不変の真理


小学校の頃から社会科が嫌いだった。たとえば都道府県の名前を覚えたりするが、近所の町名が市の合併などでちょうど変わったばかりだった。記録も残っていない大昔の事が歴史に綴られているのも根拠がなさそうだと考えたし、時代とともに移り変わる地名を覚えても、やがて変わってしまう事だろうと考えていた。


その反対に算数や理科は不変の法則であり真理だと考えていた(小学生の頃の話ね)その割に後々には語学ばかり強くなり文系を選ぼうとしたが親の猛反対で理系に進む。それ以上は自分語りになるのでやめておく。


子供の頃は親が厳しく親の言いなりだったので悪い事があると親の言いつけを守っているのに上手く行かないから親のせいだと考えた。しかし、社会人になってから理系知識に行き詰まりを感じて電車の中で歴史の本など読んだりして、歴史的責任という考えを持つようになった。日々のサラリーマン生活は何故苦しいか。今の社会はなぜこのような形なのに誰も不満を持たないのかなどを毎日考えた。


やがて、親の歴史に興味を持つ。親とは父親と母親で別居しているが一度は結婚して子供を3人生んだのだ。どういう経緯だったのか。そして、俺は家系図を読んだり親戚の中でも死に損ないの年長者の話を聞いたりした。良く行く玩具屋が潰れないのは饅頭屋に土地を貸して家賃で成り立っている事なども知った。


驚くべき事に貧乏だと思っていた俺の親父は由緒正しい生まれの金持ちなのだが、就職して愛知県で暮らし会社が嫌になったのか何なのか仕事を辞めて家に帰ってきていたのだ。親父が外に働きに出て行った間に兄弟や親戚で俺の爺さんの財産を食いつぶして遊びほうけて親父に残る財産が減っていたのだ。

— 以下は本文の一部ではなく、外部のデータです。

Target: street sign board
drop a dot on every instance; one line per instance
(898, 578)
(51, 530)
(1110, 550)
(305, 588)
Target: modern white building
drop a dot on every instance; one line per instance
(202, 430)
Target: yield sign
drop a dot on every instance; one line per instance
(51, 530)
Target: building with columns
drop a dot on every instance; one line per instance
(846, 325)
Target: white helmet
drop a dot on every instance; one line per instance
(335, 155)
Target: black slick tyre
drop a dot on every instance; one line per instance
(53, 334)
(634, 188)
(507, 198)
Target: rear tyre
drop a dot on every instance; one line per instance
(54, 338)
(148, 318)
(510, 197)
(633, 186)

俺は叔母さんの人の良さが何となく嘘臭くて昔から嫌いだったが、その経緯と相続の話を知ると、やはり叔母と叔父のがめつさのようなものは異常で、その割を食って親父は狭い土地しか与えられず、俺の学費や家族の生活費なども圧迫して、結果親父の性格形成や母親の浪費や様々のことの原因が分かるようになってきた。


俺はがめつくなってカネを親戚から取り返さないと、働いて稼いだところで到底貯まらないようなカネを「ごんた」で取った叔母を見返さなくてはと親の責任だと思っていた何もかもを解きほぐし直した。


おしくらまんじゅうのように豊かな生活を送れる人のステージに残れる人と追い出される人は入れ替わって行くが、隣の人に外に追い出されたのは、そのさらに隣の人が押したからであって、また押されるのは乗るべき台が小さいのに乗ろうとする人が多いからで、誰ひとりの大きな責任とも言えるものではないが、自分が台に残るために真ん中近くを陣取って他の人が来たら押し返さなくてはならない。


算数も理科も不変の真理であり、それを論理的に突き詰めると社会までもが演算的に解明される日は来るのかもしれない。そうなると道徳や倫理を学ぶものは単純に我慢を強いられて痩せて台の外に放り出される事を甘んじて受け入れているに過ぎないのだという事が分かるだろう。